The residual block avoids gradient dispersion in very deep networks [42] and replaces the standard convolution with dilated convolution [46] or multi-dilated convolution [26]. Moreover, residual networks are easy to optimize [15], train faster and achieve similar losses compared to non-residual networks [24]. The residual block was originally conceived for image classification [15].

Residual blocks are used in bottleneck layer of encoder-decoder [3, 43, 46], contraction and expansion sides of U-Net [7, 10, 26] or as a building block of multi-branch networks [31, 32].

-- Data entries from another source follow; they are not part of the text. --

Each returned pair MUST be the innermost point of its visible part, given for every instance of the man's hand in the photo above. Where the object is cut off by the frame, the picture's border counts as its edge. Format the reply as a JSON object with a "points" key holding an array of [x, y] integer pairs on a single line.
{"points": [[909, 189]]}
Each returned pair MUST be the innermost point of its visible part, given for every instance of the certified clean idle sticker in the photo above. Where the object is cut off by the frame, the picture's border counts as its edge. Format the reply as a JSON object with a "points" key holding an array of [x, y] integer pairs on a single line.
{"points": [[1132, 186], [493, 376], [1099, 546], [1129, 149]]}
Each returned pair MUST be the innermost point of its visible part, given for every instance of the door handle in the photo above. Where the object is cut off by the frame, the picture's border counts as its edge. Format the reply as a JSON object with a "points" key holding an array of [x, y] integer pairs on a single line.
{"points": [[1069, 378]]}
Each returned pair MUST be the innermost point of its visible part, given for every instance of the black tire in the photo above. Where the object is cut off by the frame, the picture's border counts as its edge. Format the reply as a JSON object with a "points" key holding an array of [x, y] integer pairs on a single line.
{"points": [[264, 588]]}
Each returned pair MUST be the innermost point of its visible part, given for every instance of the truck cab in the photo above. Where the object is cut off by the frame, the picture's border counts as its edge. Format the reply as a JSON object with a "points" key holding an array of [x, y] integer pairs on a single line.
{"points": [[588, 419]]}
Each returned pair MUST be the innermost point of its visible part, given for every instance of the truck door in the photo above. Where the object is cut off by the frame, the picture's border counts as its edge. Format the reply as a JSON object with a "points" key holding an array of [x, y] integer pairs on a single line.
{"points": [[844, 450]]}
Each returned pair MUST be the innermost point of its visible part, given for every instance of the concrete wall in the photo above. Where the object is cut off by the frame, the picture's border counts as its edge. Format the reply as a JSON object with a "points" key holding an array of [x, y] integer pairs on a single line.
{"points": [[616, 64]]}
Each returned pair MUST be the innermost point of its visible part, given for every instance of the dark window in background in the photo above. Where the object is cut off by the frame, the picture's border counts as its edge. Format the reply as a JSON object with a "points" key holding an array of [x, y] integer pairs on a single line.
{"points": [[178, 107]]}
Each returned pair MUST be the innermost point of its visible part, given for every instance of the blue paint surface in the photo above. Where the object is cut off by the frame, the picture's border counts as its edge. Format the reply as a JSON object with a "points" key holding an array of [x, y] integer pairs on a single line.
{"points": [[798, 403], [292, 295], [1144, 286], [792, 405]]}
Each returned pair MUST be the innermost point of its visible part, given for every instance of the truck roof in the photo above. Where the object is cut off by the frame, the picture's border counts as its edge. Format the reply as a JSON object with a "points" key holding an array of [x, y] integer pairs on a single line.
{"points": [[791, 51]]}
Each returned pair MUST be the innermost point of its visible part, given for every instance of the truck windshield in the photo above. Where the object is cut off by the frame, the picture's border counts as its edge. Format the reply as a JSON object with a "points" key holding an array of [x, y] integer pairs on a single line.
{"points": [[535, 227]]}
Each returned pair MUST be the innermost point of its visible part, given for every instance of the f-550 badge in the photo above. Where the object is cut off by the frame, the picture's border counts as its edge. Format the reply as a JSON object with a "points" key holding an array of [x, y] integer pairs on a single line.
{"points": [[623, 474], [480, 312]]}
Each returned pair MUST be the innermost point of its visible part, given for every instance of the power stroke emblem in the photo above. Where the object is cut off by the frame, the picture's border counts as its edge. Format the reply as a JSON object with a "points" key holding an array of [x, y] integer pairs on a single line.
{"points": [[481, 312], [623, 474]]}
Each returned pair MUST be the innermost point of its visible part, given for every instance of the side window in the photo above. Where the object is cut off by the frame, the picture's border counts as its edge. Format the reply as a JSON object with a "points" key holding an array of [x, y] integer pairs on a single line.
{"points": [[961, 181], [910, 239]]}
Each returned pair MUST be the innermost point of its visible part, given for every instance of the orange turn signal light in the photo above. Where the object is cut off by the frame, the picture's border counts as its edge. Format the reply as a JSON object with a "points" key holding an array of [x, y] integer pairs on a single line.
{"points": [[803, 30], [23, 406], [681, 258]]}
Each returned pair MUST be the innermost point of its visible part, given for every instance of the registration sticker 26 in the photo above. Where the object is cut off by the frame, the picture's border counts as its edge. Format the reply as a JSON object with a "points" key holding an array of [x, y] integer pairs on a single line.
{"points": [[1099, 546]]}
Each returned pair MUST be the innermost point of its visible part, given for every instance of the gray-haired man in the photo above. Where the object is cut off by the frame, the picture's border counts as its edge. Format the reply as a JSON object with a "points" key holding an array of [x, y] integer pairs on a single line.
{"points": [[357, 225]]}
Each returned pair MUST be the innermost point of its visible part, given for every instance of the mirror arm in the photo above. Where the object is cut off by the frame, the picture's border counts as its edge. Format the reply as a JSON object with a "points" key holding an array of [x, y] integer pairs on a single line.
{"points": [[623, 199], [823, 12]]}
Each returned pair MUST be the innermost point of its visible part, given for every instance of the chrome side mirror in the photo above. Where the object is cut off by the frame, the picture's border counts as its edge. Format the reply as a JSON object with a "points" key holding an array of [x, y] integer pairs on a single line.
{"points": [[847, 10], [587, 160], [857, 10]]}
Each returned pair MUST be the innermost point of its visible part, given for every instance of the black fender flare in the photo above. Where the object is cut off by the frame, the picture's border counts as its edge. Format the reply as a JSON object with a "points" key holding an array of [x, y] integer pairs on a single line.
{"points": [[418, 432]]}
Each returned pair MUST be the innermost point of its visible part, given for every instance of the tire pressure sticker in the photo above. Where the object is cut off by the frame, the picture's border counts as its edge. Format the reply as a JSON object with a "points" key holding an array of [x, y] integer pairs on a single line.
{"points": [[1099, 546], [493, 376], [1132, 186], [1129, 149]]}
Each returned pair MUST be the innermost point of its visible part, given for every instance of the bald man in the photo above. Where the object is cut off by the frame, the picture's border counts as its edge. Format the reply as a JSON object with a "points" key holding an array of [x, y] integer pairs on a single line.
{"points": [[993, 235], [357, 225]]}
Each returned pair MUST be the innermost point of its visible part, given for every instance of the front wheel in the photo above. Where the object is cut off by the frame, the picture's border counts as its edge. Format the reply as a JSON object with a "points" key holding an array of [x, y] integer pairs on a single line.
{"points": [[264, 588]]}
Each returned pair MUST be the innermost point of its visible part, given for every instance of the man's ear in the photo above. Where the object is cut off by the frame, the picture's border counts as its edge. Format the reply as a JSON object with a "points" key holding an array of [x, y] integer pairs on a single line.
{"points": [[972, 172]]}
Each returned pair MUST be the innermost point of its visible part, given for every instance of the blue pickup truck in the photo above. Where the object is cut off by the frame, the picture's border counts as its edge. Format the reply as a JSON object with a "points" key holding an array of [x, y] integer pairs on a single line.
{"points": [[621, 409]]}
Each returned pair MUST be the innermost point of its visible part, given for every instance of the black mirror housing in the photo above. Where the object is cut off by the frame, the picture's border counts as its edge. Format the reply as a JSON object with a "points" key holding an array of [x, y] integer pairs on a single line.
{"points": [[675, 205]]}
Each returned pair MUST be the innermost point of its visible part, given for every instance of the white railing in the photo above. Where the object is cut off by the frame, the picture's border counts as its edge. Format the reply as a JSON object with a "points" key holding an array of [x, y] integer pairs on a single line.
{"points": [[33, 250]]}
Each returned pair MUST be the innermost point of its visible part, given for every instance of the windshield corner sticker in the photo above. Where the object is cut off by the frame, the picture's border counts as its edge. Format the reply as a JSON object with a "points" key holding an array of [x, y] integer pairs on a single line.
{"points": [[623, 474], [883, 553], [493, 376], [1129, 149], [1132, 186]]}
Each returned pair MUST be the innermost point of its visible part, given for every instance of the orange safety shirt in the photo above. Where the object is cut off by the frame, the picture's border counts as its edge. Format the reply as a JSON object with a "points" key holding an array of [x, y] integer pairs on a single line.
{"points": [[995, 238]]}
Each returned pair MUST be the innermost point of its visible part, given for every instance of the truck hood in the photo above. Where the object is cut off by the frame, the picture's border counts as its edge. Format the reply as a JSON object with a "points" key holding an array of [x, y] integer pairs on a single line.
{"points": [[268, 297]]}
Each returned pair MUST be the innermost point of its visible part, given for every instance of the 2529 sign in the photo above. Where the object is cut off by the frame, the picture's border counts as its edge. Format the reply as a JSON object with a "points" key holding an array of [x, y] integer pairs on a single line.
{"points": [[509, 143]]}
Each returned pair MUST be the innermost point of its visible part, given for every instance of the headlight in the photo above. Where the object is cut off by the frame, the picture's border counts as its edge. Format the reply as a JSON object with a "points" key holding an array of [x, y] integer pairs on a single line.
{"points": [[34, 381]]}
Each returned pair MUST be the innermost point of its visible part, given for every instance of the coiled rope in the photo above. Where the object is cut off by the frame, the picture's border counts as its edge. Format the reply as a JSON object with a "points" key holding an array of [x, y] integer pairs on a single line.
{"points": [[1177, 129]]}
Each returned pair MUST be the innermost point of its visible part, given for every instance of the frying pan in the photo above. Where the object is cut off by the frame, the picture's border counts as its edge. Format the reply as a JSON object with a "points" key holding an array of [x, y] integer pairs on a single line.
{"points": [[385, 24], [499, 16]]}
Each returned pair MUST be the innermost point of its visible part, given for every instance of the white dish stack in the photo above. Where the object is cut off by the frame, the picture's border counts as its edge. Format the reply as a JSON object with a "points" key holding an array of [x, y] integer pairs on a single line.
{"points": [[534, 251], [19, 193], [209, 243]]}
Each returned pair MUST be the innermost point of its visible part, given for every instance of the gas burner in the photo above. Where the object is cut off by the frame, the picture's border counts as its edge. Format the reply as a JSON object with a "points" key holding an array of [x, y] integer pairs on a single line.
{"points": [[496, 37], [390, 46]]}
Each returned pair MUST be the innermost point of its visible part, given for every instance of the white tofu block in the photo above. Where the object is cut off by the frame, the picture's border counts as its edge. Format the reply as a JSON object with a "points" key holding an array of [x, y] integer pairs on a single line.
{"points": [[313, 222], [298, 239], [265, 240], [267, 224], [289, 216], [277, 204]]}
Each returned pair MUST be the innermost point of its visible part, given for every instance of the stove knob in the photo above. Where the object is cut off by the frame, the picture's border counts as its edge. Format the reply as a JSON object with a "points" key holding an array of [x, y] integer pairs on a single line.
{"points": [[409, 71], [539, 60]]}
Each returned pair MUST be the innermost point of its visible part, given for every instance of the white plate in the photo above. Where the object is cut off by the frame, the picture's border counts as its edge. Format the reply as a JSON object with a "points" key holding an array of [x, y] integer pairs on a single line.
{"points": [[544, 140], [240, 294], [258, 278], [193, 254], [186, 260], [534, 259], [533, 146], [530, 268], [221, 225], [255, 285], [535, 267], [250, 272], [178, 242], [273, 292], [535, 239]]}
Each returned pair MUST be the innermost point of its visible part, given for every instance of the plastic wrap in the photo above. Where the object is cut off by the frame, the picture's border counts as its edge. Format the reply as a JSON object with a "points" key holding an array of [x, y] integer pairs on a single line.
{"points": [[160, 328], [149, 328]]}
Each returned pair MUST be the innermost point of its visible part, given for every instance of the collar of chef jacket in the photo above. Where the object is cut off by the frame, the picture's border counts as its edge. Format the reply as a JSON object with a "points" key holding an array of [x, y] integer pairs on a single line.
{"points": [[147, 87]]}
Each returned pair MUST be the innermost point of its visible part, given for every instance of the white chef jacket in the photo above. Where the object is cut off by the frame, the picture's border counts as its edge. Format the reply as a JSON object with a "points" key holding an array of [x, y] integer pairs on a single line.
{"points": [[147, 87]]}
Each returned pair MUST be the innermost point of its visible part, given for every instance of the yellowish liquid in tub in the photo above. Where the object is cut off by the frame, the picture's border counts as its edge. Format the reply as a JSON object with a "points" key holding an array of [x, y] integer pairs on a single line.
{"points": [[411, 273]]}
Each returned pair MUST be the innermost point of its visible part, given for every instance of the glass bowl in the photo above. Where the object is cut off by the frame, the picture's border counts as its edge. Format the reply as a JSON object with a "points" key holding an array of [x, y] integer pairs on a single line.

Squeeze and Excitation Blocks. The Squeeze-and-Excitation (SE) block models the relationships between channels in the feature maps [18]. The block performs channel-wise feature re-calibration, strengthening meaningful features and weakening worthless ones. SE blocks fit between two layers, achieving higher performance gain at a small computational cost. The squeeze operation uses global average pooling to aggregate each feature map across its spatial dimension, and the excitation operation is a simple gating that produces a collection of weights that are applied to the feature maps. Figure 10 illustrates the architecture of the SE block.

Fig. 10.
figure 10

The squeeze and excitation block scales the feature maps in a given layer according to their importance. The reduction ratio q is a hyperparameter that balances performance and computational complexity. The default is \(q=16\).

2.5 Training Stability

This section presents two approaches to stabilize the training of GANs. Zhang et al. proposed the use of spectral normalization on both the generator and discriminator, as well as employing the two time scale update rule (TTUR) [48].

Two Time Scale Update Rule (TTUR). Using different learning rates for the generator and discriminator in combination with the Adam stochastic optimization improves convergence and stability. In the two time scale update rule (TTUR), the learning rate of the generator is generally lower than the discriminator. Although the TTUR theory ensures convergence, the appropriate learning rates must be empirically found for each network [16]. The learning rates found in the literature for the generator is 1e-4 and for the discriminator are 1e-12 [22, 23], 1e-4 [11] and 4e-4 [5, 21, 48].

Spectral Normalization. Spectral normalization is a weight-normalization technique originally proposed to stabilize the training of the discriminator [39]. Spectral normalization is simple to implement, has low computation cost, and further improves stability when applied in combination with gradient penalty.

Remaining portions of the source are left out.